Dalam perjalanan pulang, aku terus memikirkan dan mendalami cerita Connor barusan. Sekali lagi, aku tidak peduli apakah semua itu hanya mimpinya, hanya bualan, atau kejadian sesungguhnya. Aku sendiri kini agak sedikit bingung dengan urutan kejadian di cerita itu. Aku paham bahwa ada 2 bagian besar dari ceritanya, yaitu kisah ‘si dokter’ dan kisah ‘awakening‘ dia di awal kami bertemu. Apa hubungannya? Mana yang lebih dulu? Kisah si dokter yang kemudian menyebabkan awakening dalam dirinya, atau kisah si dokter itu terjadi dalam kejadian mimpi/awakening yang dialaminya? Ah sudahlah…kupikir, moral dari ceritanya yang terpenting.

———————————–

Dalam perjalanan pulang juga aku teringat akan orang-orang yang paling kusayang di sekitarku, ingin rasanya aku bisa selalu bermakna untuk mereka. Jujur dalam hatiku aku merasa sangat ingin meyanyikan bait kelima dari Bowl Of Oranges yang indah itu :

That’s why I’m singing, baby, don’t worry
Because now I’ve got your back
And every time you feel like crying
I’m gonna try to make you laugh
And if I can’t, if it just hurts too bad
Then we’ll wait for it to pass
And I will keep you company
Through those days so long and black

Seperti kisah Connor dan dokter, tidak ada hal-hal muluk yang perlu dilakukan, kadang hanya dengan menemani tanpa mengucapkan sepatah katapun bisa sangat melegakan. Kadang ada beberapa masalah yang memang hanya bisa disembuhkan oleh waktu, usaha kita adalah ‘hanya’ sekedar melewati waktu itu sendiri dengan sabar.

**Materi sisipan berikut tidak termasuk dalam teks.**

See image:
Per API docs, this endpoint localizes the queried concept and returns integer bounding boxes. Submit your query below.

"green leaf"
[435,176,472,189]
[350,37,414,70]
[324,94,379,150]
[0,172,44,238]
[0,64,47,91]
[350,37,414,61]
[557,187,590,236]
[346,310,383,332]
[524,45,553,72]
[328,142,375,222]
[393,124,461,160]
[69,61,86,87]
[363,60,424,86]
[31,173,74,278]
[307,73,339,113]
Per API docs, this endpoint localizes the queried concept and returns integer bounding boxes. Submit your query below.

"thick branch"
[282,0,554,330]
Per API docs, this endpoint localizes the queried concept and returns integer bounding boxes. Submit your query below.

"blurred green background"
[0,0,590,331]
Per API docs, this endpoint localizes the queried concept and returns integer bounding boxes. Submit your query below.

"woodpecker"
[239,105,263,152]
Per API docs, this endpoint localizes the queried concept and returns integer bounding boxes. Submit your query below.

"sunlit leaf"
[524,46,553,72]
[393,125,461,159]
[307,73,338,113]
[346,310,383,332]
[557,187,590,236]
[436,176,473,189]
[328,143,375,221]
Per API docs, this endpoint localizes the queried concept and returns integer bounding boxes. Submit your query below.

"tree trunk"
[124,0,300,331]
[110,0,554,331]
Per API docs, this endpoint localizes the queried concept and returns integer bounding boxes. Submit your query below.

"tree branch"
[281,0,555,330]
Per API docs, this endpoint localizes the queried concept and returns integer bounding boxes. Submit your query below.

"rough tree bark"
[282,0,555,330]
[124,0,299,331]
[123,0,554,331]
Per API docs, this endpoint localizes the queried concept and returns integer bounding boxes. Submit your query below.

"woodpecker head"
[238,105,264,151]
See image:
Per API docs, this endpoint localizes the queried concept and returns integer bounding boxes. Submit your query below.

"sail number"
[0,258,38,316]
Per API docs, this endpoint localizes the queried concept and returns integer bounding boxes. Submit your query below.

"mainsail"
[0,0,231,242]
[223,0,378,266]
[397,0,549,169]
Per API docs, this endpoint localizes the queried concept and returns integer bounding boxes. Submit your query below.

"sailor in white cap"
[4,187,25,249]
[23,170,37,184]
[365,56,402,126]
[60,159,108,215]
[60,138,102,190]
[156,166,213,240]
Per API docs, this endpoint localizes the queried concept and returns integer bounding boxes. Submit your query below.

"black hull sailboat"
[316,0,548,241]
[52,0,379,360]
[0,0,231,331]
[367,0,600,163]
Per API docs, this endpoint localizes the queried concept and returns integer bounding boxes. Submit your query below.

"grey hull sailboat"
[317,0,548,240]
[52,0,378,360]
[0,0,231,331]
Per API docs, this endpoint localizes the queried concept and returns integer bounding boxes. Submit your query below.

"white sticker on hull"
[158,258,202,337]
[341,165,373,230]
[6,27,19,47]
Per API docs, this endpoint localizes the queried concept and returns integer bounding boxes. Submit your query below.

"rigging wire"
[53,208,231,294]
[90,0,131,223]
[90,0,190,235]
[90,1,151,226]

Yang aku tahu kini, kadang yang terbaik bisa kita lakukan adalah bukan mengubah masalahnya, tapi mengubah sudut pandang kita terhadap masalahnya. Hidup kita adalah bagian dari masalah, dan begitu pula sebaliknya. Hidup kita adalah bagian dari sesuatu yang lebih besar. Sepertinya kini aku mulai percaya bahwa pilihan kita saat ini seperti sebuah batu yang dilemparkan ke dalam danau yang tenang, riak-riak airnya pastilah mengubah sesuatu, baik itu kecil maupun besar. Jika kita melempar batu dari pinggir danau, jelas kita akan membidik dahulu ke depan, kita lemparkan batunya, hasilnya akan ada cipratan-cipratan juga riak air yang mengarah ke kita, ke sekitar batu itu terjatuh, juga ada riak yang berusaha menjangkau lebih ke depan dari tempat batu itu mengenai permukaan danau.

———————————–

Aku berpikir, baiknya sesekali kita tekan tombol pause dalam hidup kita. Setiap masalah dan masa-masa buruk pastilah ada sisi keindahannya. Seperti sebuah tornado, jika kita lihat dari kejauhan dan kita abadikan pada selembar kertas foto, ketika melihatnya pasti kita akan kagum akan keindahan dari tornado/masalah itu sendiri. Mungkin kita akan sedikit bergidik ngeri  ketika membayangkannya, mungkin diselingi sedikit perasaan bersyukur bahwa kita berada di luar jangkauannya, kita bisa mengabadikannya, dan kemudian kita nikmati lagi ‘keindahan’ daya rusak tornado itu lewat secarik foto.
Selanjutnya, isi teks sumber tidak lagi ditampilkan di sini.